1.3. Assumptions Underlying PROMIS Sleep Disturbance Measures

The PROMIS sleep disturbance scales were developed using an item-response theory (IRT) approach, as used across the development of all the PROMIS measures. One of the primary assumptions of IRT is unidimensionality, meaning that all items in a measure reflect a single underlying latent dimension rather than multiple dimensions13. A related assumption of the IRT approach is local independence, or that each item should capture a unique aspect of the underlying construct13. Consequently, although different aspects of sleep (i.e., sleep disturbance, sleep-related impairment) were identified in the initial PROMIS validation studies, dimensionality within these sleep constructs was overlooked, and sleep disturbance has been deemed a unidimensional construct2,3,11. Yet, researchers using the different PROMIS sleep disturbance scales have found mixed results regarding dimensionality, with some finding support for unidimensionality14,15, others not finding evidence for unidimensionality12,16,17,18, and most not reporting factor analyses. Of note is that many different versions of the sleep disturbance scales were used throughout this prior work, so inconsistencies regarding dimensionality may be due to the various measurement approaches used.

Although the PROMIS sleep disturbance 8a measure appears to be the most popular short form, we identified that 724 articles have cited Yu et al. (2012) as of March 2023 (using the Google Scholar search engine), which highlights that the 8b short form has also been extensively used in past research. Yet, a systematic literature searchf1 yielded only two published articles that examined the dimensionality of the PROMIS sleep disturbance 8b measure: Jensen et al. (2016) and Yang et al. (2022)12,19. Jensen et al.’s (2016) work with cancer patients did not find evidence that sleep disturbance was a unidimensional construct and instead proposed another custom PROMIS sleep disturbance measure – 6b12. Yang et al.’s (2022) study with chronic fatigue patients only found evidence for unidimensionality when a bi-factor model was used19. Confirmatory factor analyses (CFA) and bi-factor models are both factor analysis approaches.

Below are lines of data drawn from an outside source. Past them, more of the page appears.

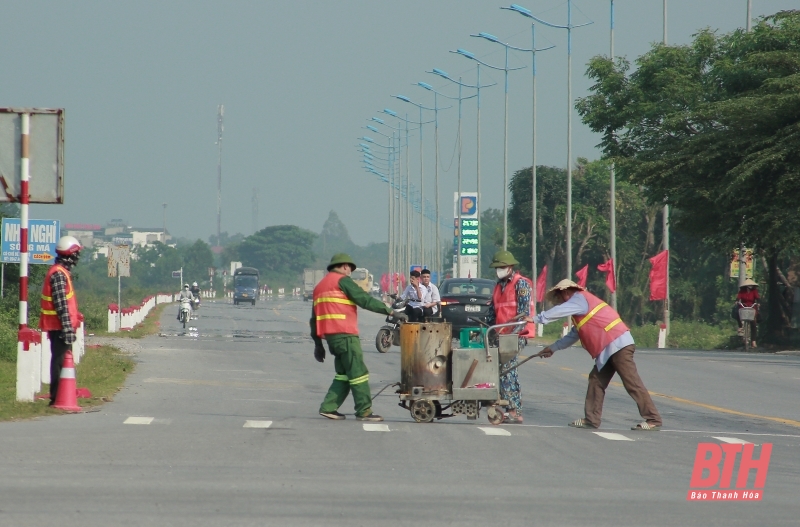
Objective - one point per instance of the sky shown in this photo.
(140, 83)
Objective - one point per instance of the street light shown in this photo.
(534, 199)
(569, 27)
(505, 70)
(443, 74)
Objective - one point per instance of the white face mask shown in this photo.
(503, 272)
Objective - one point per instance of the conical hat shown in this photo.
(552, 295)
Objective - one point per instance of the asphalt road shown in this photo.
(185, 443)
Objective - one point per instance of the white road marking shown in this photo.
(257, 424)
(138, 420)
(494, 431)
(732, 440)
(372, 427)
(612, 436)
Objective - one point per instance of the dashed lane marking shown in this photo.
(138, 420)
(257, 424)
(494, 431)
(612, 436)
(732, 440)
(374, 427)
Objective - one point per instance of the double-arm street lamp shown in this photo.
(534, 199)
(505, 69)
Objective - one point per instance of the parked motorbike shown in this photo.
(185, 311)
(389, 334)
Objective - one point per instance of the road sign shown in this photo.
(46, 151)
(42, 239)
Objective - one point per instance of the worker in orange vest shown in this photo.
(335, 319)
(608, 341)
(60, 316)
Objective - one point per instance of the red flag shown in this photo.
(611, 280)
(658, 276)
(541, 285)
(582, 274)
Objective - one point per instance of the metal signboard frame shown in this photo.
(43, 236)
(46, 154)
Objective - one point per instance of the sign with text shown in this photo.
(42, 239)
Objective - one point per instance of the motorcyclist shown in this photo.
(185, 293)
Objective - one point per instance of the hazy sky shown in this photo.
(141, 81)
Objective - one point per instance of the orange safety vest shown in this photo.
(599, 327)
(49, 320)
(334, 312)
(505, 305)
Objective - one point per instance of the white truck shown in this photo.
(311, 278)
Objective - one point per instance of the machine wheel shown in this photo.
(383, 340)
(423, 411)
(495, 415)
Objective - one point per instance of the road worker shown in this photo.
(335, 319)
(607, 339)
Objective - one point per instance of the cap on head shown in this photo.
(503, 259)
(552, 295)
(339, 259)
(68, 246)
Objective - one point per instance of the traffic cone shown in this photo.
(67, 396)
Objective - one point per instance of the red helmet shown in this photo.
(68, 246)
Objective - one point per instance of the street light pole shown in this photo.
(505, 69)
(534, 198)
(569, 27)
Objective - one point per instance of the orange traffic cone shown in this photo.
(67, 396)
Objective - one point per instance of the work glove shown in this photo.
(319, 352)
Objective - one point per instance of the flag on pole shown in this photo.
(582, 274)
(541, 284)
(611, 279)
(658, 276)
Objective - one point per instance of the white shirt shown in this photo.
(578, 305)
(430, 293)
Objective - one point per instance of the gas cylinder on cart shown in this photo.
(425, 359)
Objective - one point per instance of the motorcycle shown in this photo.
(185, 311)
(389, 334)
(747, 315)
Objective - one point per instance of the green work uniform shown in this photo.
(351, 372)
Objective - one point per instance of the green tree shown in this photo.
(713, 128)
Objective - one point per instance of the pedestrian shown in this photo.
(431, 297)
(335, 319)
(60, 316)
(609, 342)
(511, 298)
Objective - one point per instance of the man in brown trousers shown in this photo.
(607, 339)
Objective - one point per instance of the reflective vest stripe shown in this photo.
(334, 300)
(360, 380)
(332, 316)
(591, 313)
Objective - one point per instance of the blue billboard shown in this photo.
(42, 239)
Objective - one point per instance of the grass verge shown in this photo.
(103, 370)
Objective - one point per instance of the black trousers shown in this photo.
(418, 314)
(58, 348)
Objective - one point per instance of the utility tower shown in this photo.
(255, 210)
(220, 128)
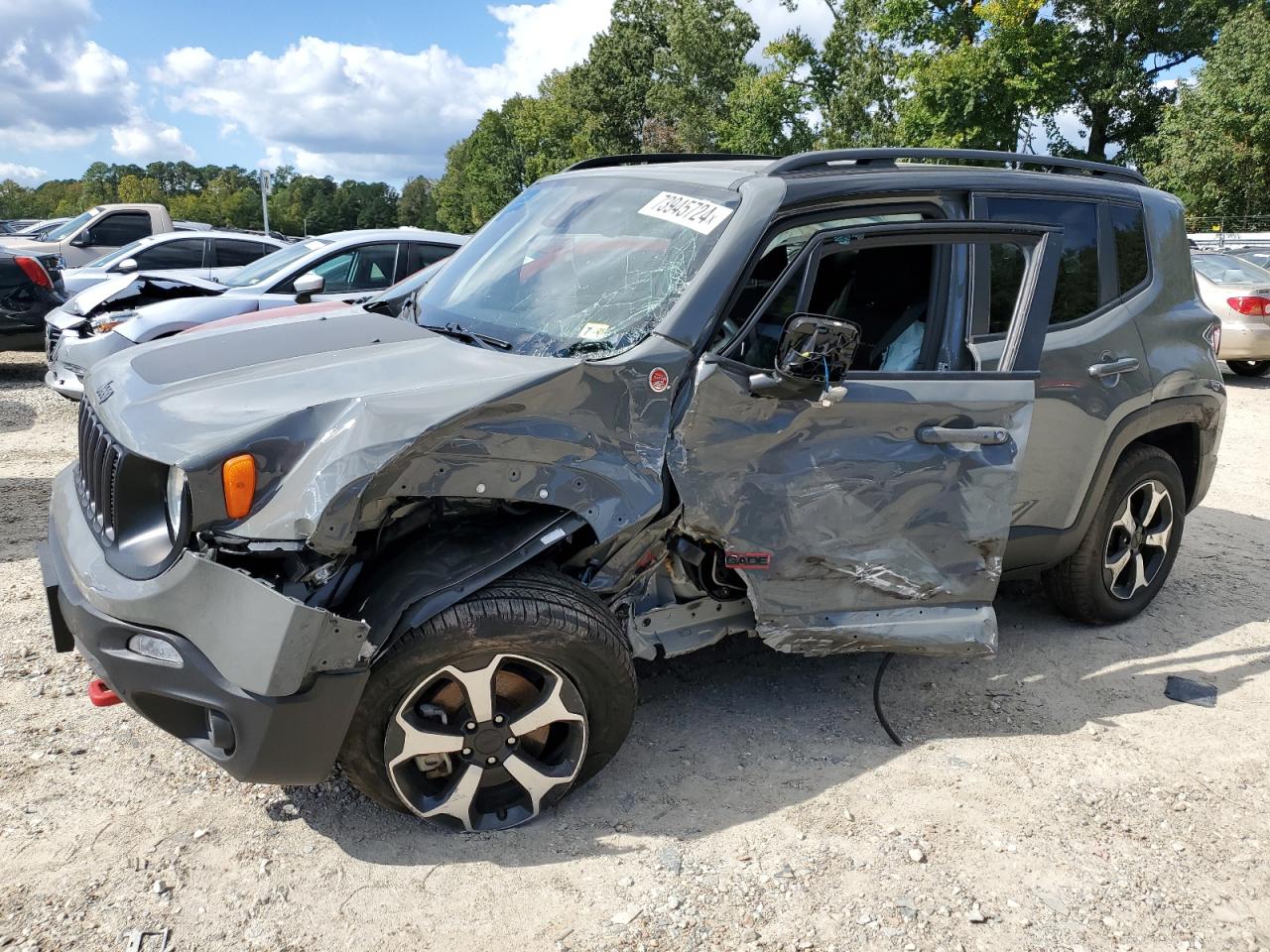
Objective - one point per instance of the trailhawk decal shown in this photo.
(695, 213)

The primary difference between a two-factor CFA (which we use in the present study), and a bi-factor model is that a bi-factor model is a latent variable modeling approach that includes a higher-order latent construct (“general factor”) with lower-order factors, whereas a two-factor CFA provides information about the hypothesized factor structure of a construct but does not model a higher-order general factor. As such, the bi-factor model approach may be impractical given the large sample sizes required for latent variable modeling. Taken together, very little work has explored the dimensionality of the PROMIS sleep disturbance 8b measure (with no work to our knowledge in non-clinical working adult samples), presumably due to the unidimensionality assumption, which we assess in the present study.

2. The Present Study

Given the early conceptualization and evidence of the PROMIS sleep disturbance measures as being unidimensional, most researchers have assumed unidimensionality. We recognize that the PROMIS sleep disturbance measures were not designed to capture the multidimensional construct of sleep health, though we challenge this assumption by exploring whether there are additional distinguishable dimensions within the PROMIS sleep disturbance 8b measure. As such, our study makes three primary contributions.

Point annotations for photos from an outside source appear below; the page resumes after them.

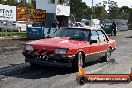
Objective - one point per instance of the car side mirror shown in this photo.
(93, 41)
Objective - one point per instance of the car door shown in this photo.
(103, 43)
(94, 47)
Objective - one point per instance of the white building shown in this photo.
(59, 9)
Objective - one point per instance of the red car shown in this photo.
(69, 47)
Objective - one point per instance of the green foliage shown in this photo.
(9, 34)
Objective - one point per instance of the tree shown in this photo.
(130, 18)
(113, 9)
(99, 11)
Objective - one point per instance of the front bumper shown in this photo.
(57, 61)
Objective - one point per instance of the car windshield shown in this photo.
(73, 33)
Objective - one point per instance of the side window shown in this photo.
(102, 36)
(94, 36)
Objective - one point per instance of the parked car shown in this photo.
(70, 47)
(10, 26)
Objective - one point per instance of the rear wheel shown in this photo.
(108, 55)
(78, 61)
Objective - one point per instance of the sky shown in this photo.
(119, 2)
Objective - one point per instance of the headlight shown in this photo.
(60, 51)
(29, 47)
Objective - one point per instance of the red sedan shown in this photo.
(69, 47)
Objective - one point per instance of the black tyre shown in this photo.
(107, 57)
(78, 61)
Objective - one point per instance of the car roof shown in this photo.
(86, 27)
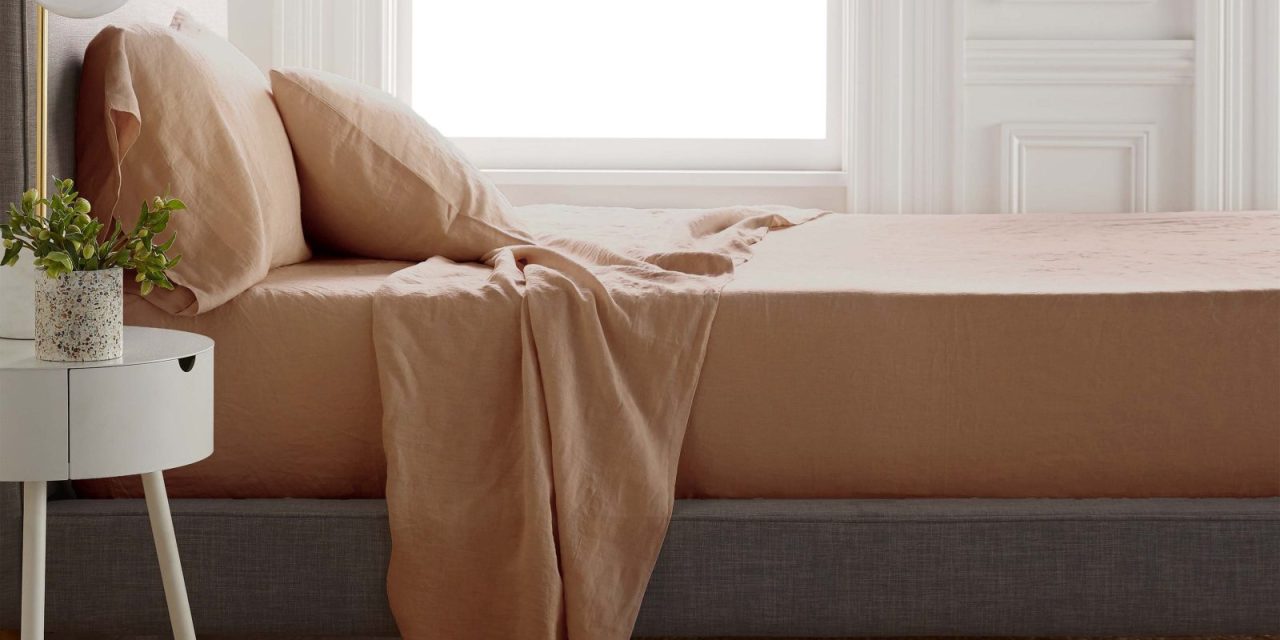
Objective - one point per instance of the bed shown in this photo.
(927, 492)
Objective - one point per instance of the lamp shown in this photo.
(18, 282)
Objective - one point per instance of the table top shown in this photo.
(141, 346)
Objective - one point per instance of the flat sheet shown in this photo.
(534, 410)
(297, 411)
(899, 356)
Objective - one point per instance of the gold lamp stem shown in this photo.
(41, 100)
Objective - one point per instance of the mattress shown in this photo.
(297, 410)
(996, 356)
(853, 356)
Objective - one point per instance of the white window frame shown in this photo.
(370, 41)
(639, 159)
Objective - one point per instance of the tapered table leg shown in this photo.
(167, 548)
(33, 506)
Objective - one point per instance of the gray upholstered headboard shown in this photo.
(67, 42)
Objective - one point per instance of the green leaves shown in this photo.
(69, 240)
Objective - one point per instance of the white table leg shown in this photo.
(167, 548)
(33, 506)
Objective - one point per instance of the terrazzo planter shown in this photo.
(80, 316)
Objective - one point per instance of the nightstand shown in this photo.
(140, 414)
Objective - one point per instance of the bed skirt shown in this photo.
(1037, 567)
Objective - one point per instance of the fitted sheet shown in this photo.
(996, 356)
(1080, 355)
(297, 411)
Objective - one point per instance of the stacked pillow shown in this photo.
(378, 181)
(182, 112)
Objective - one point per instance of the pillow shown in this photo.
(182, 112)
(378, 181)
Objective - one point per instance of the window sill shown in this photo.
(663, 178)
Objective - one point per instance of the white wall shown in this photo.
(952, 105)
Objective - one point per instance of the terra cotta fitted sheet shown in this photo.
(851, 356)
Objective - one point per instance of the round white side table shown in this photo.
(146, 411)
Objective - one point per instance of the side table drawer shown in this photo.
(33, 425)
(128, 420)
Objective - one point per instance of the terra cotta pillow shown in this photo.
(182, 112)
(378, 181)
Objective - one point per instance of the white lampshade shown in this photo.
(82, 8)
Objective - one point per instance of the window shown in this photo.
(647, 85)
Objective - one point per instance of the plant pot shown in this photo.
(80, 316)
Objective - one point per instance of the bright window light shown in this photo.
(726, 69)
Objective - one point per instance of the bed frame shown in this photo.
(1029, 567)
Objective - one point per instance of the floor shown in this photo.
(13, 635)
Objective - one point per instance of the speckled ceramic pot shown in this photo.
(80, 316)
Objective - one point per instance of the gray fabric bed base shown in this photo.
(728, 567)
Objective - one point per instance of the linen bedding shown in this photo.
(920, 356)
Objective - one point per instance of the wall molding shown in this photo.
(905, 105)
(357, 39)
(1080, 62)
(297, 33)
(1019, 138)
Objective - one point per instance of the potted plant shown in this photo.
(80, 304)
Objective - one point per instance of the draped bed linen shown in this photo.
(535, 408)
(899, 356)
(534, 411)
(996, 356)
(297, 411)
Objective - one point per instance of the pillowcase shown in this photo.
(182, 112)
(378, 181)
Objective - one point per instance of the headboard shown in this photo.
(67, 42)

First, we align measurement approaches with theory. Despite the many advantages of the IRT approach (including the ability to construct customized scales using different combinations of items), the assumption of unidimensionality is misaligned with sleep experts’ theoretical understanding of sleep as a multi-faceted construct. Illustratively, Buysse (2014) proposed a model of sleep health with five sleep dimensions (i.e., duration, timing, satisfaction, efficiency, and alertness) and called for researchers to refine and validate these dimensions20. Buysse (2014) suggested that capturing these different dimensions with specificity is important, as prior research has found varying relationships between sleep and health outcomes, depending on the dimension in question20. The PROMIS sleep disturbance measures are meant to capture a single construct, rather than multidimensional facets of sleep disturbance. Yet, items within the PROMIS 8b scale appear to represent elements of both sleep satisfaction and sleep efficiency. Sleep satisfaction is the overall subjective assessment of sleep quality as being good or poor (e.g., “I was satisfied with my sleep”), which is the core criterion of insomnia disorder21, whereas sleep efficiency is the extent to which someone is able to fall asleep with ease and maintain sleep over the course of the night (e.g., “I had trouble staying asleep”), which reflects specific symptoms of insomnia21. In the current study, we explore whether these two theoretical dimensions are in fact represented empirically, discuss the implications of this multidimensionality for sleep research, and provide guidance for future use of the PROMIS 8b scale.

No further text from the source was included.